Financial issues became a major source of contention post marriage to Simpson. Since the Duke and Duchess of Windsor were removed from the Civil List by the government, Edward had to depend on his brother King George VI for financial assistance.
After marriage, Edward and his wife put up in France for two years. Their trip to Nazi Germany in October 1937 and the controversial meeting with Adolf Hitler further worsened their already diminished reputation in Britain.
After the outbreak of World War II, Edward was appointed Governor and Commander of Chief of Bahama Islands. Though the post was of relatively less prominence, both Duke and Duchess of Windsor gladly accepted the same. As the Governor, Edward made considerable efforts in combating poverty in the island.
At the end of the war, Duke and Duchess of Windsor returned to France for good. They took on the role of celebrities and became a vital part of the café society of the 1950s and 1960s France.
Edward penned a number of articles and books during the last phase of his life including a memoir, ‘A King’s Story’, ‘A Family Album’ that gave insight about fashion and habits of Royal family, a short book, ‘The Crown and the People’ and articles on coronation of Queen Elizabeth II in Sunday Express and Woman’s Home Companion .
Together with his wife, he appeared in a number of television shows and interviews. The two were guests of honor to a dinner at White House during President Richard Nixon’s premiership. They even attended several social gatherings of the Royal family including centenary of his mother, Queen Mary .
Personal Life & Legacy
Edward was a womanizer and a Casanova. He was highly self-indulgent and was involved in numerous love relationships with married women. It was this reckless behaviour of his that irked his father and soured the relationship between the two.
While Edward was involved in a series of love affairs with married women, it was Wallis Simpson, the wife of an American businessman, who stole his heart. She had divorced her first husband Win Spencer in 1927. Her second husband Ernest Simpson, was a British American businessman.

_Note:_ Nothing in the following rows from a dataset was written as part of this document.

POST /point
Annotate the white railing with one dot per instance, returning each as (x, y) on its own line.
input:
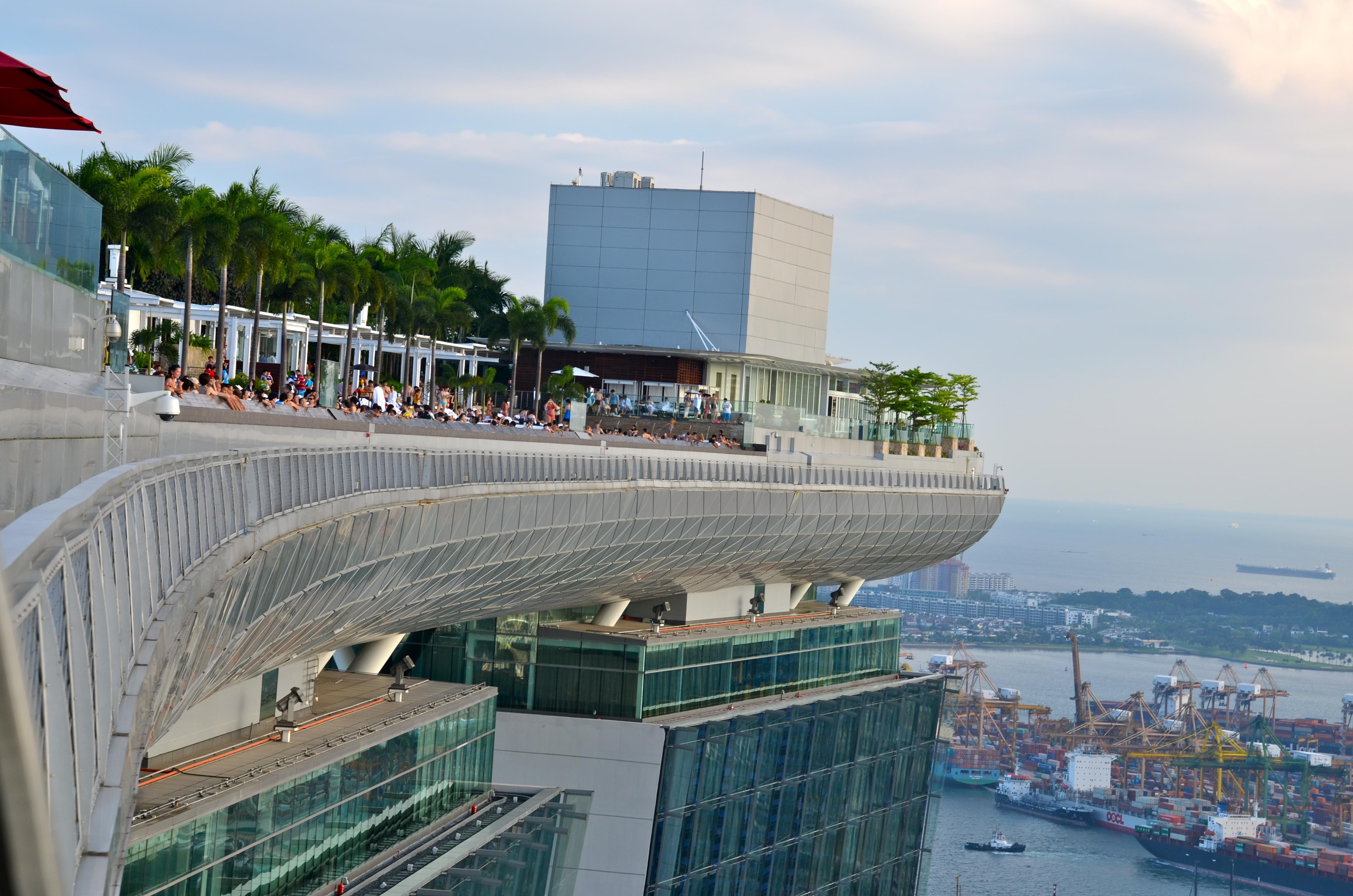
(91, 572)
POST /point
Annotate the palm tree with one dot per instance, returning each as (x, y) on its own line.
(524, 324)
(269, 232)
(964, 388)
(231, 208)
(554, 316)
(356, 281)
(332, 262)
(136, 193)
(408, 263)
(201, 223)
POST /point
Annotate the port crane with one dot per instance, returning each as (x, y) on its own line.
(1218, 693)
(984, 710)
(1263, 691)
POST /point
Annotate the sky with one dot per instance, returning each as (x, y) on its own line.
(1129, 219)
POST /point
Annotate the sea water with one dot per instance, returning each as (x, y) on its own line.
(1059, 546)
(1081, 861)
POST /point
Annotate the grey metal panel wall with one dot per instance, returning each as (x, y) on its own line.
(634, 262)
(151, 587)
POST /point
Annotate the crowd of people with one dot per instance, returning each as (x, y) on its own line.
(444, 405)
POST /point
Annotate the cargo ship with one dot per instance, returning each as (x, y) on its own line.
(973, 768)
(1233, 847)
(1014, 794)
(1286, 570)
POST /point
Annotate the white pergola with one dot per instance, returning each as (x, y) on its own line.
(300, 329)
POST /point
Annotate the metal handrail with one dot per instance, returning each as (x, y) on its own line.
(93, 573)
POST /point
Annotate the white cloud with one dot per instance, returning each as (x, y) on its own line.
(220, 143)
(1129, 217)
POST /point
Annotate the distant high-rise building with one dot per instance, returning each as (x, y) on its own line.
(991, 581)
(756, 726)
(950, 577)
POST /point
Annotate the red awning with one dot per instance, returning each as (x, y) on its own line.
(30, 98)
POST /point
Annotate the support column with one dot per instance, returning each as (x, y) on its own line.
(611, 614)
(375, 654)
(846, 593)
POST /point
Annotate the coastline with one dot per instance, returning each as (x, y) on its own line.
(1249, 657)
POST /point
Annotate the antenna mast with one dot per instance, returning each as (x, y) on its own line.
(709, 347)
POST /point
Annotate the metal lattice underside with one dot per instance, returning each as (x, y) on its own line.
(152, 587)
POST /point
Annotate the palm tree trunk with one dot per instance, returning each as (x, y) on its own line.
(381, 346)
(122, 262)
(187, 313)
(347, 351)
(254, 341)
(320, 335)
(540, 366)
(512, 399)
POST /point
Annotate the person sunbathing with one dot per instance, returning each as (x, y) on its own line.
(227, 396)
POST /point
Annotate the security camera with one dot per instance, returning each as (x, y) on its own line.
(167, 407)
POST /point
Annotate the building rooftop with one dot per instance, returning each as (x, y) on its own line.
(354, 714)
(807, 615)
(784, 702)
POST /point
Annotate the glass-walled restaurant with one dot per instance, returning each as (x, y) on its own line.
(542, 665)
(308, 830)
(45, 220)
(822, 798)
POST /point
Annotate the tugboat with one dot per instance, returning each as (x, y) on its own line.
(1014, 794)
(996, 845)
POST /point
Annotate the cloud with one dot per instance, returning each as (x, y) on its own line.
(221, 143)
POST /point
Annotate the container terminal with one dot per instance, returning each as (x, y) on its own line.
(1202, 771)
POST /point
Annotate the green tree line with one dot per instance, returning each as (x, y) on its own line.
(251, 245)
(918, 397)
(1229, 619)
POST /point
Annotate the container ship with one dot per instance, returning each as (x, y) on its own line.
(1286, 570)
(1237, 847)
(972, 767)
(1014, 792)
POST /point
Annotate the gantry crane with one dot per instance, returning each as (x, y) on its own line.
(984, 709)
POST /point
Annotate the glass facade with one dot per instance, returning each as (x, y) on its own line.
(538, 857)
(551, 669)
(312, 829)
(827, 798)
(45, 220)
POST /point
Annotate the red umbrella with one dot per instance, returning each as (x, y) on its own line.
(30, 98)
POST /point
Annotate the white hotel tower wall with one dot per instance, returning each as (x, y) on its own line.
(751, 270)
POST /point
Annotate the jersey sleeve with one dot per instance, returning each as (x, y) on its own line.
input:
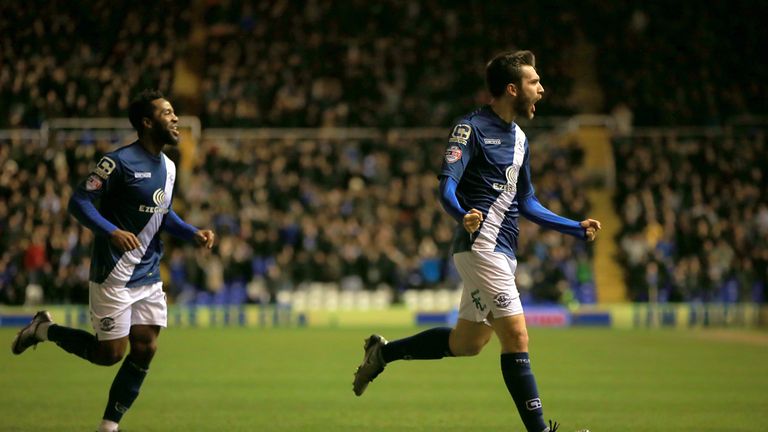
(533, 210)
(459, 151)
(104, 177)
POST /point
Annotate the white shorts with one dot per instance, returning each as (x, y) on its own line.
(489, 285)
(115, 309)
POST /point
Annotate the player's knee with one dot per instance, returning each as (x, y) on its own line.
(469, 348)
(517, 342)
(142, 353)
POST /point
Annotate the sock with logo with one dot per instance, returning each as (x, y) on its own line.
(108, 426)
(124, 390)
(74, 341)
(516, 369)
(430, 344)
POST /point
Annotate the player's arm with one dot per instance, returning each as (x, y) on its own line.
(176, 227)
(457, 157)
(89, 190)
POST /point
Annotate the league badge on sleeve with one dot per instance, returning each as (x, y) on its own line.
(461, 134)
(105, 167)
(452, 154)
(93, 183)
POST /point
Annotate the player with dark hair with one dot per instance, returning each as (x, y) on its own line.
(487, 171)
(134, 187)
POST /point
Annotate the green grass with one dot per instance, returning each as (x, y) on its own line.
(300, 380)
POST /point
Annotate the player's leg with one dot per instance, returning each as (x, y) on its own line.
(148, 314)
(493, 275)
(110, 319)
(516, 370)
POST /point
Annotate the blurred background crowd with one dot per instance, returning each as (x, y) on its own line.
(363, 212)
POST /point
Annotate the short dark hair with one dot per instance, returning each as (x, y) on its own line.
(141, 106)
(506, 68)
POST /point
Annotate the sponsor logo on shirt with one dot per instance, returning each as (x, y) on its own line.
(460, 134)
(511, 185)
(93, 183)
(452, 154)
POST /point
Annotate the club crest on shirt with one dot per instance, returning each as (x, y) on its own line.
(452, 154)
(107, 324)
(460, 134)
(93, 183)
(105, 167)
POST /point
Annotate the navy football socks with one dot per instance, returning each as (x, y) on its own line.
(516, 369)
(124, 390)
(430, 344)
(74, 341)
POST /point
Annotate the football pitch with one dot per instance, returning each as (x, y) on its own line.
(286, 379)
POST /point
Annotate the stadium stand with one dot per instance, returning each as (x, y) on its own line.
(341, 204)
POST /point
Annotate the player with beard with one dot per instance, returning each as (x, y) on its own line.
(134, 188)
(487, 171)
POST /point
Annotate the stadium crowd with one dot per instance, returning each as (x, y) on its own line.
(381, 64)
(695, 216)
(84, 59)
(288, 212)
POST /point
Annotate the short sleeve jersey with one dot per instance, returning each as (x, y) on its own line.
(134, 189)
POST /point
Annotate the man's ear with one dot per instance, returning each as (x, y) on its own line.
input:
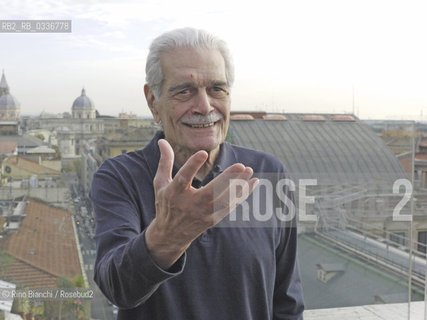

Following Edward’s accession to the throne, King Edward and Simpson’s love affair zoomed to greater heights. The two spent a great deal of time together and were almost inseparable.
Despite the opposition from the Church of England, his panels of ministers and his subjects, King Edward was adamant on marrying Simpson. He was quoted saying that “it was impossible for him to carry the heavy burden of responsibility and discharge his duties as a King without Simpson.”
With almost no alternative to bank on, King Edward chose to abdicate. On December 10, 1936, he gave up his title of King of United Kingdom to his brother, Prince Albert, for marrying Simpson. He, in turn, became Duke of Windsor.
On June 3, 1937, Edward married Simpson in a private ceremony, at Château de Candé, near Tours, France. His marriage wasn’t attended by the members of the Royal family. Despite being his wife, Simpson wasn’t given the stately title, Her Royal Highness. The couple remained in Paris, France for the better part of their married life, excepting during World War II when he served as the Commander in Chief of Bahama Island.
In 1960s, Edward’s health increasingly declined. He was operated twice, for an aneurysm of the abdominal aorta and a detached retina. A persistent smoker, he contracted throat cancer in 1971.
On May 28, 1972, he breathed his last at his home in Paris. His body was returned to Britain. After lying in state at St George’s Chapel at Windsor, he was buried in the Royal Burial Ground.